Esquerra ha admitido que dispone de una estructura de comunicación opaca que actúa al margen de las campañas oficialistas del partido. Así lo ha explicado el hasta ahora vice consejero del Govern y responsable político de comunicación de ERC, Sergi Sabrià i Benito, en rueda de prensa, quien ha presentado hoy mismo su dimisión a Pere Aragonès. Sabrià, según parece, era el hombre en la sombra que articulaba una estructura paralela a ERC y que actuaba fuera de las siglas, conocida como Xarxa B (red b). Y esta estructura, a la que, perfectamente, podríamos llamarle clan, usaba a militantes de confianza pagándoles por contracampañas a través de una empresa afín a ERC, Relevance, facturas de 1.000 y 2.000 euros, según Ara.

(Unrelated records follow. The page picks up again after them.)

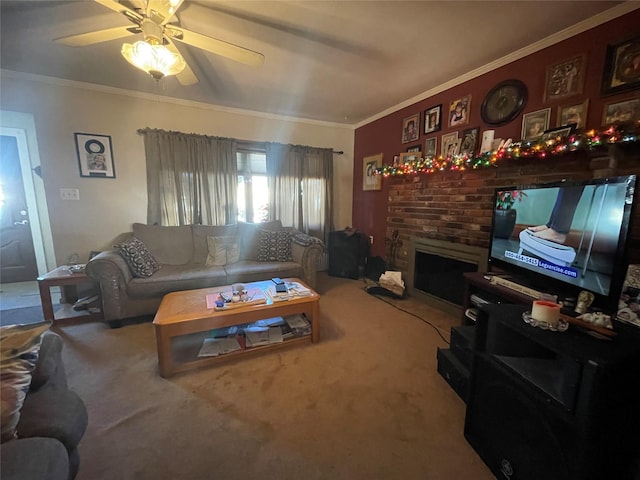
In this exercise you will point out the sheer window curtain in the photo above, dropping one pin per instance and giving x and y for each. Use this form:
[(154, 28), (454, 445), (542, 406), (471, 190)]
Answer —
[(301, 187), (190, 178)]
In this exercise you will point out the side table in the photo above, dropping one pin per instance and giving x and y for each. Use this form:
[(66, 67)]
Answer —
[(62, 277)]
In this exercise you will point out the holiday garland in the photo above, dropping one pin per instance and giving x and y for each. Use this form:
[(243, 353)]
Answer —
[(586, 141)]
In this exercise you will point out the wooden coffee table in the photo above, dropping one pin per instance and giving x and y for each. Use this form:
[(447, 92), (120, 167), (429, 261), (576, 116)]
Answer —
[(183, 321)]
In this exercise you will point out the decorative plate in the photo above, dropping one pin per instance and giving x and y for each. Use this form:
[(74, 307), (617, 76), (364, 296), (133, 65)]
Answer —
[(504, 102), (561, 327)]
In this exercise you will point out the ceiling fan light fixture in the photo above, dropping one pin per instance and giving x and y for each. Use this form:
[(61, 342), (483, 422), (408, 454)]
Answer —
[(157, 60)]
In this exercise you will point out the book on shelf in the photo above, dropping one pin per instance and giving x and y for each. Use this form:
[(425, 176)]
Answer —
[(212, 347)]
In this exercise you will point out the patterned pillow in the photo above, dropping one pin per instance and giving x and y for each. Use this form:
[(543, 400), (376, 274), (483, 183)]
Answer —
[(223, 250), (19, 348), (138, 257), (274, 246)]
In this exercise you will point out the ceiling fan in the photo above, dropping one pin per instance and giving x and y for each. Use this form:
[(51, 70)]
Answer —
[(157, 54)]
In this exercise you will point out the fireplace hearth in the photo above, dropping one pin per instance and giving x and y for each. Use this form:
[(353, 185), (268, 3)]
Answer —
[(436, 271)]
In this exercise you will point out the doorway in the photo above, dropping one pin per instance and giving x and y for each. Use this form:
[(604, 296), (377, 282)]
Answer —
[(17, 129)]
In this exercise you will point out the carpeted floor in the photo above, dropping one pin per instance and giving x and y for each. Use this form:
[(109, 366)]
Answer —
[(365, 402)]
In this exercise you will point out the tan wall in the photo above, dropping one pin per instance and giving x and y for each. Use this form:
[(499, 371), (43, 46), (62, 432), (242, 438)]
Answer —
[(108, 207)]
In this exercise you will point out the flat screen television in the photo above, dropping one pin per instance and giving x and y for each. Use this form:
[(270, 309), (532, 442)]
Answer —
[(565, 237)]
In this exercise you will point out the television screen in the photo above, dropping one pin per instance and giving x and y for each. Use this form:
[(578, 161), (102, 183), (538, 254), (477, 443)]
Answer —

Una de las acciones que habrían llevado a cabo sería la difusión —en la campaña de las últimas municipales— de los carteles con el lema «Fuera el Alzehimer de Barcelona», que atentaban contra la dignidad de su compañero de partido Ernest Maragall (presente en la rueda de prensa) y contra el hermano de este, Pasqual Maragall, afectado por la enfermedad. Una operación de falsa bandera, según ha dicho Sabrià, que tenía por objetivo situar a Maragall —candidato a las municipales por Barcelona— en el centro del huracán mediático.

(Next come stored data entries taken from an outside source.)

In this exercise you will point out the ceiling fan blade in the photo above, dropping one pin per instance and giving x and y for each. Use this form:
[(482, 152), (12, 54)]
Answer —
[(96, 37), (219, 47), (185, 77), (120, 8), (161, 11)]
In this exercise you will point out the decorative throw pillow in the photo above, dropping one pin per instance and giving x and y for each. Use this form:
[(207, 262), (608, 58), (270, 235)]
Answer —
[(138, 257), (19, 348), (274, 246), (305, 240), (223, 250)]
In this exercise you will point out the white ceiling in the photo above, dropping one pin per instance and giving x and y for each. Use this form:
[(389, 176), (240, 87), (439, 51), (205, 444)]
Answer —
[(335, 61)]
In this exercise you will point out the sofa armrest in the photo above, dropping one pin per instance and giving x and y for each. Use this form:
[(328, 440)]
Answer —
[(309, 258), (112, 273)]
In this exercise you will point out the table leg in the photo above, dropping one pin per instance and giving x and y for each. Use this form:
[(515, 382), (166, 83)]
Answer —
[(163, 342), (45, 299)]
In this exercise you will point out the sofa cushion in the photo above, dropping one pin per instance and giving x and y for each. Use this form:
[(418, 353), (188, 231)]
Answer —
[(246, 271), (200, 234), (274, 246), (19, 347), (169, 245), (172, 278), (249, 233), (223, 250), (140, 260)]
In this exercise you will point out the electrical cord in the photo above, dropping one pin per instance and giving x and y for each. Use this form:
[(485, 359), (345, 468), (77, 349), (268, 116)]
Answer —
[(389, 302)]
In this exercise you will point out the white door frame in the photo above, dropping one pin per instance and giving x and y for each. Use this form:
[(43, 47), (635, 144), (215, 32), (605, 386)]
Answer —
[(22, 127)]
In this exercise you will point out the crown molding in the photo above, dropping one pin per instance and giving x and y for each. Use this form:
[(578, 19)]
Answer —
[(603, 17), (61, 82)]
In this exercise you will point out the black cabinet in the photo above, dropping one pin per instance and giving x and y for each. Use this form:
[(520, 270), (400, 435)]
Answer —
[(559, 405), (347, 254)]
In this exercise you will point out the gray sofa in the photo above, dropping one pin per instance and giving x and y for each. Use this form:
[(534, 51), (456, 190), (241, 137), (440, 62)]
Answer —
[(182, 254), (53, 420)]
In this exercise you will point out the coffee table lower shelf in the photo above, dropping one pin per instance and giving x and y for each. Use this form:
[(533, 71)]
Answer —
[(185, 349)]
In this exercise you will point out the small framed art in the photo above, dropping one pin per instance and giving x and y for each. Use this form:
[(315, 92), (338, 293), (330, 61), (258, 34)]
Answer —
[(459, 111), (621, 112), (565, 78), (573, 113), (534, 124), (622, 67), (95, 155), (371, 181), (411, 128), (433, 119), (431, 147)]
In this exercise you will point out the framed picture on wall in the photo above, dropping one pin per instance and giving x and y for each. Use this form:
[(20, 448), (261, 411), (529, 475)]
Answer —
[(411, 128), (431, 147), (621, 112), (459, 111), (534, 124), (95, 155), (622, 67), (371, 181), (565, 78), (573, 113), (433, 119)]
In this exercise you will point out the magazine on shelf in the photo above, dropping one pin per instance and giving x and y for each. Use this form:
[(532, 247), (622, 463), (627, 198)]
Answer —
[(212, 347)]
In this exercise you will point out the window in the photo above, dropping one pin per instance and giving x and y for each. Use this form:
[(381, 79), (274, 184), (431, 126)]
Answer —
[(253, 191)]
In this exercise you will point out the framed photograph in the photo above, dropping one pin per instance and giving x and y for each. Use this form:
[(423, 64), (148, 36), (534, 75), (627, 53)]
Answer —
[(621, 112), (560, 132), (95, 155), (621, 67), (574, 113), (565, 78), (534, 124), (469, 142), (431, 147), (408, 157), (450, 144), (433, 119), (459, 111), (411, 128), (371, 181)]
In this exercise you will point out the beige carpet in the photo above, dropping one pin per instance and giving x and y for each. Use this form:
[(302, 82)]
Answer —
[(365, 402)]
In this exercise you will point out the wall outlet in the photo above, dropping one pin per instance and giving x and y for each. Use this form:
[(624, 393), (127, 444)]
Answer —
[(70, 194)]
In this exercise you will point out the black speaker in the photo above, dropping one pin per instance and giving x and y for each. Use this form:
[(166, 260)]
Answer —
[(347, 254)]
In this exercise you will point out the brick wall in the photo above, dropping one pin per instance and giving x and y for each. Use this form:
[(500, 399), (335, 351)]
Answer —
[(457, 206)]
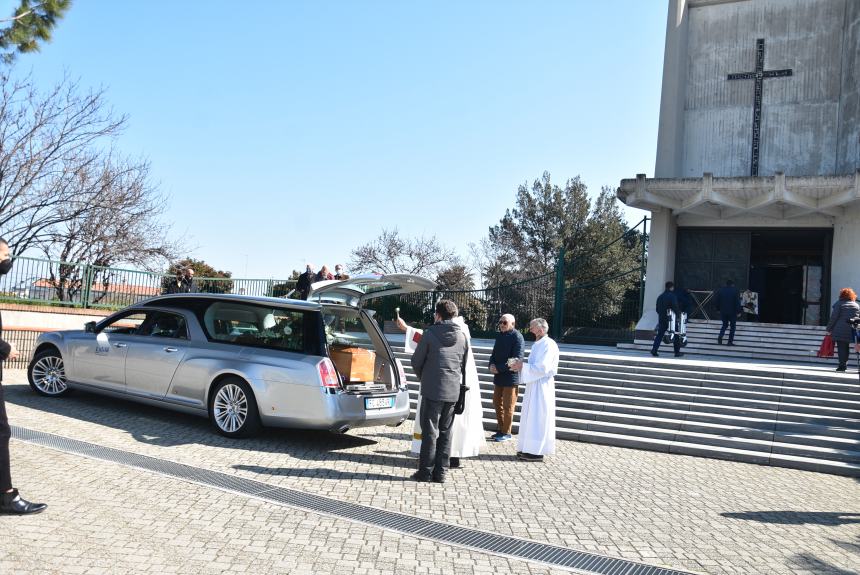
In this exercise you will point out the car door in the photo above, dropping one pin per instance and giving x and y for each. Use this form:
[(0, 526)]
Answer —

Otra de las acciones que habría ejecutado el grupo opaco sería la campaña «Free Junqueras» con la que se empapeló —y grafiteó— media Catalunya con la cara del exlíder de ERC. Asimismo, al cerebro de Xarxa B se le habría ocurrido contratar a unos mariachis para que acudieran a la sede de Junts en Barcelona durante el impasse en el que la formación de Puigdemont decidía si abandonaba o no el gobierno de coalición con los republicanos. A esta red en la sombra también se le ocurrió repartir por las estaciones de Rodalies a militantes disfrazados de sardinas para protestar por la masificación de los trenes o ser los creadores de La Fàbrica de Rufián, el programa de entrevistas que conducía el diputado de ERC. Y tantas otras campañas a través de redes sociales o a más pequeña escala.

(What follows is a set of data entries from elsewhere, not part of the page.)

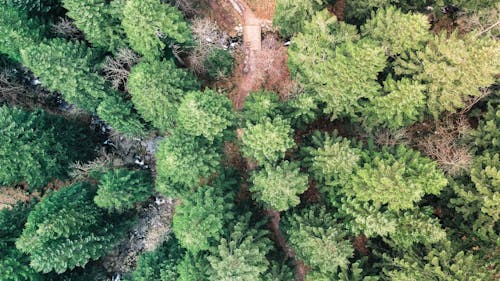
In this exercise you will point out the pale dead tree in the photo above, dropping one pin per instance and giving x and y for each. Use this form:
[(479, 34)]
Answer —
[(117, 69), (65, 28)]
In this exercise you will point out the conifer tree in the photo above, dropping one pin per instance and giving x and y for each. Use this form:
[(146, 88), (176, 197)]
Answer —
[(206, 114), (279, 187), (241, 255), (120, 189), (268, 140), (318, 240), (37, 147), (152, 25), (14, 265), (99, 20), (184, 161), (157, 89), (398, 32), (66, 230)]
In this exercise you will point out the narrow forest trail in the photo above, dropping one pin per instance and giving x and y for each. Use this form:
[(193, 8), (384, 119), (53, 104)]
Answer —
[(252, 43)]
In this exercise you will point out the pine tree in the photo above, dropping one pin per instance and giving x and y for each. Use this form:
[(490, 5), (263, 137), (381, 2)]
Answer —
[(18, 31), (66, 230), (157, 89), (206, 114), (184, 161), (151, 26), (199, 219), (120, 189), (37, 147), (453, 69), (268, 140), (279, 187), (397, 31), (318, 240), (99, 20), (242, 255), (14, 265), (402, 105)]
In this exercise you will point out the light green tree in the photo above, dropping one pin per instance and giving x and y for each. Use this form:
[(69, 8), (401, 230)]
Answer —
[(206, 114), (398, 32), (120, 189), (99, 20), (37, 147), (199, 219), (66, 230), (157, 89), (268, 140), (151, 26), (278, 187)]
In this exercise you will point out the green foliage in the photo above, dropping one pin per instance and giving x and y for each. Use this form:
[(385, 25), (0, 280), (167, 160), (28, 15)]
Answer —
[(151, 26), (279, 187), (268, 140), (18, 31), (398, 179), (397, 31), (328, 61), (199, 219), (99, 21), (160, 264), (68, 67), (14, 265), (66, 230), (259, 105), (318, 240), (206, 114), (291, 15), (401, 106), (453, 69), (157, 89), (242, 255), (219, 63), (38, 147), (121, 189), (182, 162)]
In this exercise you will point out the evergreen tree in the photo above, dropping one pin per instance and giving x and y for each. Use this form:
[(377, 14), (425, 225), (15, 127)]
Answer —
[(453, 69), (318, 240), (14, 265), (401, 106), (242, 255), (151, 26), (18, 31), (397, 31), (99, 20), (157, 89), (66, 230), (184, 161), (268, 140), (279, 187), (199, 219), (259, 105), (328, 61), (37, 147), (206, 114), (121, 189)]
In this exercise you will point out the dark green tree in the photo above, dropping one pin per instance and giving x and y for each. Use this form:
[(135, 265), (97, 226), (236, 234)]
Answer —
[(152, 25), (120, 189), (157, 89), (279, 187), (206, 114), (37, 147), (268, 140), (66, 229), (199, 219)]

Sabrià, cipayo de Marta Rovira y mano derecha de Pere Aragonès (quien le otorgó funciones de súper conseller), no se ha ido sin disparar contra Junqueras, insinuando que «hay quien ha querido precipitar mi dimisión con informaciones falsas (…) mientras sonaban de fondo frases como hay que limpiar los trapos sucios en casa», expresión que acuñó Junqueras tras la publicación del manifiesto de los afines a Rovira, en el que se pedía una renovación del partido. Sabrià ha admitido que no se habla con Junqueras desde la noche electoral del 23 de julio de 2023, cuando ERC perdió cinco diputados en las elecciones españolas. De hecho, ha asegurado que «hay a quien no le importa el partido» porque «usa su ambición para hacerse un partido a su medida».  Pese a todo, Sabrià ha dicho que se va tranquilo porque no se siente «culpable de nada» y espera que su dimisión sirva para «rebajar tensiones».

Y es que el pulso entre Junqueras y Rovira tiene a ERC partida por la mitad, mientras Catalunya sigue con un gobierno en funciones y con el cronómetro en marcha ante una más que probable repetición electoral.